Alexander v. Weatherby

164 Ga. App. 408 | Ga. Ct. App. | 1982

Shulman, Presiding Judge.

Appellant brought suit against appellee on a series of loans she alleged she made to him over an 18-month period. At trial, appellant testified to a series of deposits she made to appellee’s bank account and swore that the money she deposited to that account was so delivered on the express understanding that it would be repaid from the proceeds of the sale of two houses appellee was building. Appellant further testified that at least one of the houses had been sold, but that she had received nothing from appellee. At the close of appellant’s evidence, the trial court granted appellee’s motion for a directed verdict. In her sole enumeration of error, appellant contends *409that the trial court erred in directing a verdict against her on her claim based on the loans made to appellee. We agree.

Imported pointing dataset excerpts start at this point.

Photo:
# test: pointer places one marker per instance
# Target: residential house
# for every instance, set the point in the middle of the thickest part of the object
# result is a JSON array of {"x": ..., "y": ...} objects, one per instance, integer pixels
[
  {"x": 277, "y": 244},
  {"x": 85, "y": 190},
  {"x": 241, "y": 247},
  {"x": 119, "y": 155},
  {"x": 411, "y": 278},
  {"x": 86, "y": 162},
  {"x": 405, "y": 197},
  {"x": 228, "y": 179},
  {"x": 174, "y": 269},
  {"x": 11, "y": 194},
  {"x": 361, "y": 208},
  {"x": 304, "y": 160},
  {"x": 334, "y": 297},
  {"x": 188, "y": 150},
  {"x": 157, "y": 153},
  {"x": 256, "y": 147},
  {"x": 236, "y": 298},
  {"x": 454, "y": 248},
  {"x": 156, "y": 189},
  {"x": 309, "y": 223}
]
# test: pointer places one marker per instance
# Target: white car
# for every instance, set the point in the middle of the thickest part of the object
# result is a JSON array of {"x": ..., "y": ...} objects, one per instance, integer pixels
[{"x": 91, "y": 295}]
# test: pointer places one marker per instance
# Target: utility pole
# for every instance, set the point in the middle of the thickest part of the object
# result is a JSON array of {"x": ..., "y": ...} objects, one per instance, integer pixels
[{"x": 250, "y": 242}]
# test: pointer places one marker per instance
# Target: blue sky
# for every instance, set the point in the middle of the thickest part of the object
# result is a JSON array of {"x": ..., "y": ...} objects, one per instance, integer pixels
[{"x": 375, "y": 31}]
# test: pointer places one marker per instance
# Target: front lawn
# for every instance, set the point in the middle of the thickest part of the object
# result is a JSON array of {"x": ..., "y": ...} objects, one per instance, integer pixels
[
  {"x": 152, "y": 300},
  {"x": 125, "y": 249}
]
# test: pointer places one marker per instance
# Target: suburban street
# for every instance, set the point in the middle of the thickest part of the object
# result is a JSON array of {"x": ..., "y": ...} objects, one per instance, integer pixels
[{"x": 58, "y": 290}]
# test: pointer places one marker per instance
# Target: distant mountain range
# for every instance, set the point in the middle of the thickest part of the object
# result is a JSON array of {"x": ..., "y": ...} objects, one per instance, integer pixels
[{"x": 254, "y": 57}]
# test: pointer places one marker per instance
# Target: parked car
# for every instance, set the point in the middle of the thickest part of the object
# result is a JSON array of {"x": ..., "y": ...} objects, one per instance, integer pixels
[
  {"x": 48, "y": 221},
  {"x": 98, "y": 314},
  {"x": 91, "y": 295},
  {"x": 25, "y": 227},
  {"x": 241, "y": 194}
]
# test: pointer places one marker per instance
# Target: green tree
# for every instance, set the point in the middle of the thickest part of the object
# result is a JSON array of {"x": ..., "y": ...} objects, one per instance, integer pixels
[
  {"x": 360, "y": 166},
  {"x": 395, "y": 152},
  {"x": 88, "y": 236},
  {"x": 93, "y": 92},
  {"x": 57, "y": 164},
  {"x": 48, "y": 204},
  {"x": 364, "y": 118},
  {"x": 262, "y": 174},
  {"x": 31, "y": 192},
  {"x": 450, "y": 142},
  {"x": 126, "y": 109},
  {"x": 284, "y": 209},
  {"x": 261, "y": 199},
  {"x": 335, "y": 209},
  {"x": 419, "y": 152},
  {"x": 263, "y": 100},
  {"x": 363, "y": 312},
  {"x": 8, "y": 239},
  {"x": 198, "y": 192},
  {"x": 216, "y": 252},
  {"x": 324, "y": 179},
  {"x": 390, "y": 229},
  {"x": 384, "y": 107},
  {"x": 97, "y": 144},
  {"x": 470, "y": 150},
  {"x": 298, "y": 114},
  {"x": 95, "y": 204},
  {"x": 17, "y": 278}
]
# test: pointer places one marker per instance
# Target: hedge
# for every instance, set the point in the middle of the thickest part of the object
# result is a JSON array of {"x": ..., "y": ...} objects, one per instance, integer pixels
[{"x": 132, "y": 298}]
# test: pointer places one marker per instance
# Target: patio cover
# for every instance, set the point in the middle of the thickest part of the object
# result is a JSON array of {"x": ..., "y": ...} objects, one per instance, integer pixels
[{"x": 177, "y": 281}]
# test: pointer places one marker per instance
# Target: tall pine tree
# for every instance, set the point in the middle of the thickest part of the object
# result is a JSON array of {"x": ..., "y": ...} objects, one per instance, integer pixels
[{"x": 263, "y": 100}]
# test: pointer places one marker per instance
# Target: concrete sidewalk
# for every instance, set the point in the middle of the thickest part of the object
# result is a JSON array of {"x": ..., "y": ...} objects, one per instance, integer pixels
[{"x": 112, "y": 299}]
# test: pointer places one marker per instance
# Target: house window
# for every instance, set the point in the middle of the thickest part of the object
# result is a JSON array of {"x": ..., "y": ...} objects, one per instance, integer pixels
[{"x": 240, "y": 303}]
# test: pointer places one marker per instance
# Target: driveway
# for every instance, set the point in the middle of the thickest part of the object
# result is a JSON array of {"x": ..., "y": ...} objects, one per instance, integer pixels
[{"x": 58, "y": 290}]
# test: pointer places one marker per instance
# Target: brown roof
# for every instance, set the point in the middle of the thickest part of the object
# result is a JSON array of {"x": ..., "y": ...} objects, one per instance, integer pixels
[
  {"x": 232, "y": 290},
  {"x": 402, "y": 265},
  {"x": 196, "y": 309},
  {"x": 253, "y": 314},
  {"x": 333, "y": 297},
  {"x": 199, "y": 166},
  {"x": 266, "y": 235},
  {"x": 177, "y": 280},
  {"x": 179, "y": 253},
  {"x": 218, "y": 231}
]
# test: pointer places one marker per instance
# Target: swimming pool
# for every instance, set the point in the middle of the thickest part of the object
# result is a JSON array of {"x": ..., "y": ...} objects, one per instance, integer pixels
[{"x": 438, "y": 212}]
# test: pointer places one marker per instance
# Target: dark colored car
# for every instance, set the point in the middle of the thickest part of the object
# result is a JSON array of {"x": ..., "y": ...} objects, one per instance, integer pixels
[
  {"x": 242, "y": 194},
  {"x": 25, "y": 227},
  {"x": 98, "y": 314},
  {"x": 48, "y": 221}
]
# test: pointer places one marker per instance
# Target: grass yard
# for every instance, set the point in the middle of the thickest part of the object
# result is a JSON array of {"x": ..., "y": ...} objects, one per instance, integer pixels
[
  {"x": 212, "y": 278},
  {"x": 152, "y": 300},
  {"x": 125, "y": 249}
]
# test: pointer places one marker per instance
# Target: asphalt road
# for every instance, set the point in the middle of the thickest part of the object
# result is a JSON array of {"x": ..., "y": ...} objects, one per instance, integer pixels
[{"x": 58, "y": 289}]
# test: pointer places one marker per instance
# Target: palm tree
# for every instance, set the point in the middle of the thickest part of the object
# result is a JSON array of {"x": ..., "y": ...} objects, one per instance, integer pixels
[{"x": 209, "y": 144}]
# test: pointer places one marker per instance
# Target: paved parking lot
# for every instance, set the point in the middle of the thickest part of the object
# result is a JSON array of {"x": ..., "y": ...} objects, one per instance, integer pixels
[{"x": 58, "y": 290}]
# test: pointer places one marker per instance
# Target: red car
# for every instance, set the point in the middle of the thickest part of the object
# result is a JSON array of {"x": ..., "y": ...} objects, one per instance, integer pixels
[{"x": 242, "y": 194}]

Decided November 16, 1982. Claude S. Beck, for appellant R. John Boemanns, for appellee.

In ruling on appellee’s motion for a directed verdict, the trial court based its decision on its conclusion that appellant had not proved her case by a preponderance of the evidence because her testimony was not clear and because her assertions concerning the deposits allegedly made to appellee’s account were not corroborated by the testimony of appellant’s other witness. It is readily apparent that the trial court construed appellant’s evidence most strongly against her in concluding that appellee was entitled to a judgment as a matter of law. Our review of the evidence, construed most strongly in appellant’s favor as it must be (Francis v. Cook, 248 Ga. 225 (1) (281 SE2d 548)), convinces us that a verdict for appellee was not demanded: appellant testified that there was an agreement that the money she advanced to appellee would be repaid and she testified that she deposited in appellee’s account more than $27,000, all of it to be repaid. That evidence was sufficient to preclude the grant of a directed verdict for appellee.

Judgment reversed.

Quillian, C. J., and Carley, J., concur.